The open source streaming projects landscape is getting
crowded with the Apache Software Foundation listing no less than 4 distinct
streaming projects Apache Storm, Apache Apex, Apache Spark Streaming and
Apache Flink.
There is a certain spotlight on Applications that do real-time
processing of high-volume steaming data. The primary driver for this push is
the need to provide analytics and actionable insights to businesses at a blazing
fast speed. The use case could be a Real Time Bidding of ads or credit card
fraud detection or in store customer experience. All such applications are
pushing the limits of traditional data processing infrastructures.
In this context a couple of day’s back I attended a MeetUp
event of DataTorrent’s open source stream and batch processing platform “Apache
Apex”. One of the sessions talked about the implementation of Apache Apex for
Real Time Insights for Advertising Tech helped explain its capabilities and the
kind of problems it is equipped to solve.

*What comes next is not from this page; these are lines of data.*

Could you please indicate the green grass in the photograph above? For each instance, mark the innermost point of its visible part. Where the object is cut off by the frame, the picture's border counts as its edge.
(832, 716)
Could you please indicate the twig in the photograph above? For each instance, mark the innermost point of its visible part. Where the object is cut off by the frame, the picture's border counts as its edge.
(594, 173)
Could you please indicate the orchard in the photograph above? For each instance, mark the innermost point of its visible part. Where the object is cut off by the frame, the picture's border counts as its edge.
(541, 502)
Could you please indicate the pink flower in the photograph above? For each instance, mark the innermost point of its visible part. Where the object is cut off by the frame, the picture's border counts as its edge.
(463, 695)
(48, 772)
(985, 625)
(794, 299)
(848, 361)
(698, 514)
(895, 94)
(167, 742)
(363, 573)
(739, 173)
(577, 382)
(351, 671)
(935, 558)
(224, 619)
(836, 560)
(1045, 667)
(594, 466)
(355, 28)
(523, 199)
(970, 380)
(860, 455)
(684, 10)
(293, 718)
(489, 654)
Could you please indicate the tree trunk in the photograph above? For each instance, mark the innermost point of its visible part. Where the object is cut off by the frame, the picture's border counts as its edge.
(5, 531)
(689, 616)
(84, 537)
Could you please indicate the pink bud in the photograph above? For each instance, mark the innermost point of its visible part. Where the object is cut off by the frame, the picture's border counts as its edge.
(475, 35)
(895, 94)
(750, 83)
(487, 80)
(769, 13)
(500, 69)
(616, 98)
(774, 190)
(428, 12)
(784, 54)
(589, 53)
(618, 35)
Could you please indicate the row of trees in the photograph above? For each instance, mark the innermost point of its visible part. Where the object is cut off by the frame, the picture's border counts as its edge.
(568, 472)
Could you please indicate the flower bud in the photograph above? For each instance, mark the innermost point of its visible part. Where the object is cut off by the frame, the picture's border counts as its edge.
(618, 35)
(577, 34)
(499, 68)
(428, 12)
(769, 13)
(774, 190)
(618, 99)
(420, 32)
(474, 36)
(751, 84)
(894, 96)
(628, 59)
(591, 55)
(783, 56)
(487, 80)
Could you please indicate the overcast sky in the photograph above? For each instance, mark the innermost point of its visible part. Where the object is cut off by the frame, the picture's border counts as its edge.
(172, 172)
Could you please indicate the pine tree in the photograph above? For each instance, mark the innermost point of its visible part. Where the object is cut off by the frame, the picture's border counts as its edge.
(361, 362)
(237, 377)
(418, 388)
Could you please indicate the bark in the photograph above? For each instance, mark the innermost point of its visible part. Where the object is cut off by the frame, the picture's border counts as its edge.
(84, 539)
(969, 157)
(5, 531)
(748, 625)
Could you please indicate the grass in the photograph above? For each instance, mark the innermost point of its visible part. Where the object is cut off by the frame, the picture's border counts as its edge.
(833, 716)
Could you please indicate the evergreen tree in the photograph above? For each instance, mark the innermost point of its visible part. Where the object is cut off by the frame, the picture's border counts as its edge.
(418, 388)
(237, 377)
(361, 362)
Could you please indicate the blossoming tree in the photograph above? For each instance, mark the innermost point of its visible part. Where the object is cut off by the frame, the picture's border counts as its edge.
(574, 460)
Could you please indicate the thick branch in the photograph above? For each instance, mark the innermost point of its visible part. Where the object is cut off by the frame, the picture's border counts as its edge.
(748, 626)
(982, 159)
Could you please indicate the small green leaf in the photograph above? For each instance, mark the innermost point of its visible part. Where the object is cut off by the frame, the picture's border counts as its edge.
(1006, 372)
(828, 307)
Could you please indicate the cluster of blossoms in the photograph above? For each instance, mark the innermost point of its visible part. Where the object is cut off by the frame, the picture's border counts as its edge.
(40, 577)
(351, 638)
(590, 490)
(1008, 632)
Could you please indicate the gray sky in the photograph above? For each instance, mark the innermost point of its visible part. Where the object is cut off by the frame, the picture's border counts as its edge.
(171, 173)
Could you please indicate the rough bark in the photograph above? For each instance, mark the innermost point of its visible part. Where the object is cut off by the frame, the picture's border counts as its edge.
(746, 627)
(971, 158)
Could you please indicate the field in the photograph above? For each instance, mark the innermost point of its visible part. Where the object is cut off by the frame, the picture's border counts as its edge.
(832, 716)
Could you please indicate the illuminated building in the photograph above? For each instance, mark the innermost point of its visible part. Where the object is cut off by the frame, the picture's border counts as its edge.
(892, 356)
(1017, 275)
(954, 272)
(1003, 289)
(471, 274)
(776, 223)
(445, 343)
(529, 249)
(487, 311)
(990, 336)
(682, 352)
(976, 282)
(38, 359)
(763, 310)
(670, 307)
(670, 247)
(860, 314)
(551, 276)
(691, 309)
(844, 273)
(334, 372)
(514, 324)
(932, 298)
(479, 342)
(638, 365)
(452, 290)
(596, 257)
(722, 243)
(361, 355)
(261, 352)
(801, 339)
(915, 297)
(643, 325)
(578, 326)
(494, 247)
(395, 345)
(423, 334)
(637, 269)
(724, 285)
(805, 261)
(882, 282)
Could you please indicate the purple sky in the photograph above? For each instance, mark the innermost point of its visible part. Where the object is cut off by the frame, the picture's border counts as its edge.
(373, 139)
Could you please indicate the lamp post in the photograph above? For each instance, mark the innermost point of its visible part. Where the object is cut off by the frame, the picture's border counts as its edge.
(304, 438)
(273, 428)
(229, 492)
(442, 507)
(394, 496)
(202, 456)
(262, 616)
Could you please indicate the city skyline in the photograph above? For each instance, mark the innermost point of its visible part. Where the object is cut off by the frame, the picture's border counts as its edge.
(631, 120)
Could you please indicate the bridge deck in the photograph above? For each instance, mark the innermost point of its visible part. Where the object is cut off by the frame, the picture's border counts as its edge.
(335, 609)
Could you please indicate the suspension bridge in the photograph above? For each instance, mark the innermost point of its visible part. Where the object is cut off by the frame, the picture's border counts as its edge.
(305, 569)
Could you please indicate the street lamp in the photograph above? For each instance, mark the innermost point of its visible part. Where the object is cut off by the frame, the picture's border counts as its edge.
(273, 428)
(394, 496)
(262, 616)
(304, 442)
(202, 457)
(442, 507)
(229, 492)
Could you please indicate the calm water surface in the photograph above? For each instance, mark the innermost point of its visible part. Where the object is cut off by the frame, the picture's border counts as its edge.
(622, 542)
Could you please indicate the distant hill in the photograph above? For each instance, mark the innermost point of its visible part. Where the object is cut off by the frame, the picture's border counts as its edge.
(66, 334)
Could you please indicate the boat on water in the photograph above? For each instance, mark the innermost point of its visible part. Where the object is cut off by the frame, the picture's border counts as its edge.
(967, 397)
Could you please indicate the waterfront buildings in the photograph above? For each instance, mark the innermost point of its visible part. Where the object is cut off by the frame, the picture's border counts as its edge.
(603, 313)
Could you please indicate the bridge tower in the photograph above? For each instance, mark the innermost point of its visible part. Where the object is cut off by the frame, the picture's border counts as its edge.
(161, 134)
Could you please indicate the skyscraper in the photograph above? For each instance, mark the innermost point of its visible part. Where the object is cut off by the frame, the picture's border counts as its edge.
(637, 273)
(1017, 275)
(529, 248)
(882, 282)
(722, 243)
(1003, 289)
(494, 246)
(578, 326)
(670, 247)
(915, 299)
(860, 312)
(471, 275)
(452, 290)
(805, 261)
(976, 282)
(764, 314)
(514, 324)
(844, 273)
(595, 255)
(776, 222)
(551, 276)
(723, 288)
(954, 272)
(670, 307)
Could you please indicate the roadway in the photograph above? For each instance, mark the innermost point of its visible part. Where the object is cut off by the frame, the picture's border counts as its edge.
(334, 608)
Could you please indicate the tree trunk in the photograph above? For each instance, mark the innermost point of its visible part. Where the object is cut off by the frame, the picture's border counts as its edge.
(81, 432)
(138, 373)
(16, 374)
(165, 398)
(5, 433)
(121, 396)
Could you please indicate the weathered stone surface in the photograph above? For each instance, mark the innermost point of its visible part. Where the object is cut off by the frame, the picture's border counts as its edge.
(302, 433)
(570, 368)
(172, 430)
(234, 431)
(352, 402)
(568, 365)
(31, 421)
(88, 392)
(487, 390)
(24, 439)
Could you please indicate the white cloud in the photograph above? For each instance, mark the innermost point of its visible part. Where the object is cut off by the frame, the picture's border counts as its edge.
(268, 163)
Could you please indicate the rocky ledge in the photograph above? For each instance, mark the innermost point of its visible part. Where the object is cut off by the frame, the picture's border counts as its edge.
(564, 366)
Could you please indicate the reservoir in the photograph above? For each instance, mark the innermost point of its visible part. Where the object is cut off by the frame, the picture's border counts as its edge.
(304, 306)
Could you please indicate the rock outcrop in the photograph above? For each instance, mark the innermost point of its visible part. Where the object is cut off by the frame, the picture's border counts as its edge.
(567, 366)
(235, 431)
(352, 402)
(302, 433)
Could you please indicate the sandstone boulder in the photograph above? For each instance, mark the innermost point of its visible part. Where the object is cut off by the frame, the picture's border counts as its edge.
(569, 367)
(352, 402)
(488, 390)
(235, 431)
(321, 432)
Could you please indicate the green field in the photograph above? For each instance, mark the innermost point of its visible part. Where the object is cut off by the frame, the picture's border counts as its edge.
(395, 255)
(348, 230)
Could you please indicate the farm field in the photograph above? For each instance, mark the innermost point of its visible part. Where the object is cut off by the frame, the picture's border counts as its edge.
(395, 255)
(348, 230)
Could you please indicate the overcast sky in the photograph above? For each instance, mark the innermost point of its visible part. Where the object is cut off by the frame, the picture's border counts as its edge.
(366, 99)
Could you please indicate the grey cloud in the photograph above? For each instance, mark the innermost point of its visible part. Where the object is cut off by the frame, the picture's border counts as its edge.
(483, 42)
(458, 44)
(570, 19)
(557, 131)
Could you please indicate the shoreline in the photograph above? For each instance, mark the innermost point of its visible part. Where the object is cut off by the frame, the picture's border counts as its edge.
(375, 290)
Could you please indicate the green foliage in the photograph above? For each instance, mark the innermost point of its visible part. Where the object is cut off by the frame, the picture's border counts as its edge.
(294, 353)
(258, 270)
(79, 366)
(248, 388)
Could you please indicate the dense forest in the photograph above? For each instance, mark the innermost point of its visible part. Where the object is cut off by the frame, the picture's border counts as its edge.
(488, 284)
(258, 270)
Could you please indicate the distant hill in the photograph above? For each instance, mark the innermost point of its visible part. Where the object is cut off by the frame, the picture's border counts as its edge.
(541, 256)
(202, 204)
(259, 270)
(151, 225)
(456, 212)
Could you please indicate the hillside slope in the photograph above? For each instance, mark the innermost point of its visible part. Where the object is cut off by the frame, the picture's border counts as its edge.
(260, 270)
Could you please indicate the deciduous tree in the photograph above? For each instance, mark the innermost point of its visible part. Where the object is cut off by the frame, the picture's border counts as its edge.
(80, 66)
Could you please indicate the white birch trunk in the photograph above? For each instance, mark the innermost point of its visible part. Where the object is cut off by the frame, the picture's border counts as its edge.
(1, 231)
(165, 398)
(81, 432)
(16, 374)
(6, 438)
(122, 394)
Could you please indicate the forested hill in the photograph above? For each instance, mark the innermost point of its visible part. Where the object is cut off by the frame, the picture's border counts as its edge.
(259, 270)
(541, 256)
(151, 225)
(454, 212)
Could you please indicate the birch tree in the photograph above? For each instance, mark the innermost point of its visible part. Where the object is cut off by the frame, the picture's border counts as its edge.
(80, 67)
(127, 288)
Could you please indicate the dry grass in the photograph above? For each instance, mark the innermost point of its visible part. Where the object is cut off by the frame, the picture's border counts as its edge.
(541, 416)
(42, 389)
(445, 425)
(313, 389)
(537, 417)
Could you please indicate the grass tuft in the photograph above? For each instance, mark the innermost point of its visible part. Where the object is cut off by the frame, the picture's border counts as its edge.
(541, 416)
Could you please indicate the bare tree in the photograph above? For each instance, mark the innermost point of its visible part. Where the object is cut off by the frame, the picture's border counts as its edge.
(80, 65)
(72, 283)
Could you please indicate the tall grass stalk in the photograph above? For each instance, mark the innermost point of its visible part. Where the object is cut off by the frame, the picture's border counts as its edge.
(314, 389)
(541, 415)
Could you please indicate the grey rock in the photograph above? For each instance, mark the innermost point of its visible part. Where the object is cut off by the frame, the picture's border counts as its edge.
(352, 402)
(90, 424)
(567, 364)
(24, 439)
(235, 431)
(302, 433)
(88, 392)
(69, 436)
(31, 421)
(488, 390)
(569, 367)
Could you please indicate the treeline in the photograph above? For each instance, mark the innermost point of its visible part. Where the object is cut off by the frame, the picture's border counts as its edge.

Directed Acyclic Graph (DAG)
The Apex applications are different from the typical Map
Reduce application. An Apache Apex application is a directed acyclic graph
(DAG) of multiple operators. A Map Reduce application with multiple iterations
is inefficient as the data between each map-reduce pair gets written and read
from file system. Compare this to a DAG based application where it avoids the
writing of data back and forth after every reduce thus adding much needed
efficiency in the application.
Code Reuse & Operability
Apex also scores with code reuse as an Apex application
enables the same business logic to be used for stream as well as batch. Apex as a platform is built for operability,
such that things like scalability, performance, security, fault tolerance, high
availability are taken care by Apex as a platform. Apex achieves fault
tolerance by ensuring that the master is backed up, and the application state
is retained in HDFS, a persistent store.
Pre-built Operators
Apex is bundled with a library of operators named Malhar. It is a library of pre-built operators for
data sources and destinations of popular message buses, file systems, and
databases like Kafka, Flume, Oracle, Cassandra, MongoDB, HDFS and others. This library
of pre-built operators reduces the time-to-market significantly, and the costs
incurred in developing a streaming analytics application.
Summary
All in all Apache Apex seems promising especially since it is a unified framework for batch & stream processing and the fact that
some of the leading organizations have implement their streaming applications
using Apex signals positive things are in the offing for this open source framework.